Both Chávez and Chavarría said guns provide a false sense of security, however, and their proliferation – which leads to the stealing of many legal firearms that end up on the black market – is a troubling trend.
“With fewer guns, fewer problems,” the director of armaments said. And while Chávez, the UNDP and the Arias Foundation for Peace and Human Progress all have backed ideas to make gun ownership illegal or, at least, to impose tougher restrictions, no politician is supporting such a cause.
“It’s politically incorrect,” Chávez said. “For a Costa Rican (politician), it would be suicide. People believe guns mean security… It’s the same as in the U.S.”
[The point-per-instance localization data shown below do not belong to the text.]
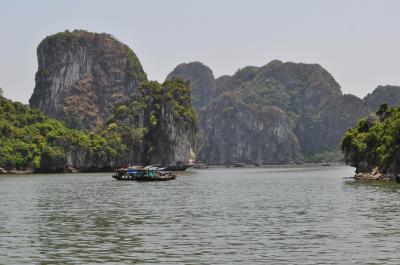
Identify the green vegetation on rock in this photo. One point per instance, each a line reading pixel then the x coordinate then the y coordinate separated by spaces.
pixel 375 142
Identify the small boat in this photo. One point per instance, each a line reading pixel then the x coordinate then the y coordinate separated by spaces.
pixel 200 166
pixel 143 174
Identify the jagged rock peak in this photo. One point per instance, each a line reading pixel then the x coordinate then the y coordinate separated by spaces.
pixel 383 94
pixel 238 132
pixel 201 79
pixel 83 75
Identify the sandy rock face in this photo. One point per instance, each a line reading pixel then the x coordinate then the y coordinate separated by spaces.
pixel 236 132
pixel 82 76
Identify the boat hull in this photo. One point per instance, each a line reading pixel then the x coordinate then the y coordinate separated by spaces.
pixel 144 179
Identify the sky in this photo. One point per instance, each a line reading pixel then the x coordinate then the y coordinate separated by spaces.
pixel 357 41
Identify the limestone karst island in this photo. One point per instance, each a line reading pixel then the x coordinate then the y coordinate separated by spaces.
pixel 200 132
pixel 94 109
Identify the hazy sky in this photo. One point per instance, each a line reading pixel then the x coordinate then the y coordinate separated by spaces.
pixel 358 42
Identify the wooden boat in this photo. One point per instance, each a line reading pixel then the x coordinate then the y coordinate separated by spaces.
pixel 172 167
pixel 200 166
pixel 143 174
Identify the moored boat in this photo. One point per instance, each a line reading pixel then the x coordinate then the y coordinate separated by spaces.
pixel 143 174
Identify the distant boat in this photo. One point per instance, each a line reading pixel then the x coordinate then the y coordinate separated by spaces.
pixel 148 173
pixel 200 166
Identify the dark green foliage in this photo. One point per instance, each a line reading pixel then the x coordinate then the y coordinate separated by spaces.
pixel 374 142
pixel 31 140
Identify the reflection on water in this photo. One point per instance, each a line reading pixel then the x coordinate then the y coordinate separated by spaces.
pixel 274 215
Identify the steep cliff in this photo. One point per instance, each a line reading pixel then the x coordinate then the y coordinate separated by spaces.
pixel 323 129
pixel 383 94
pixel 373 145
pixel 237 132
pixel 310 97
pixel 201 80
pixel 307 93
pixel 82 76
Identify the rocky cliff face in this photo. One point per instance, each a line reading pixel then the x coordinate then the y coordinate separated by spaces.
pixel 237 132
pixel 383 94
pixel 171 121
pixel 310 97
pixel 82 76
pixel 323 129
pixel 201 80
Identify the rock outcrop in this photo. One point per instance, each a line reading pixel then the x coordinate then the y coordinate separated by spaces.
pixel 82 76
pixel 324 128
pixel 309 96
pixel 238 132
pixel 201 80
pixel 383 94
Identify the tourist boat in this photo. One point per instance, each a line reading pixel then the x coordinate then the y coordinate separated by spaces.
pixel 239 165
pixel 148 173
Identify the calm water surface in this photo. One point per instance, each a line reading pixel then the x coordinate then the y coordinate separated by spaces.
pixel 274 215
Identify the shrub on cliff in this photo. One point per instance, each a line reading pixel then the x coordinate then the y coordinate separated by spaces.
pixel 29 140
pixel 374 141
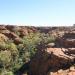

But unlike in the U.S., Costa Rica doesn’t have a long history of gun ownership or, indeed, any kind of constitutional guarantee supporting gun ownership upon which to rest the butts of their rifles.
According to Chávez, Costa Rica’s gun history was catapulted to the forefront by political candidates and the failings of governmentbacked job initiatives in the mid-1990s. While Chavarría agreed the proliferation of firearms is a recent phenomenon, he said he believes that complete disarmament would be foolhardy and unrealistic.
“I believe it would be better to make the law stricter,” he said, adding that exams, psychological evaluations, enforcement and training requirements should be stricter.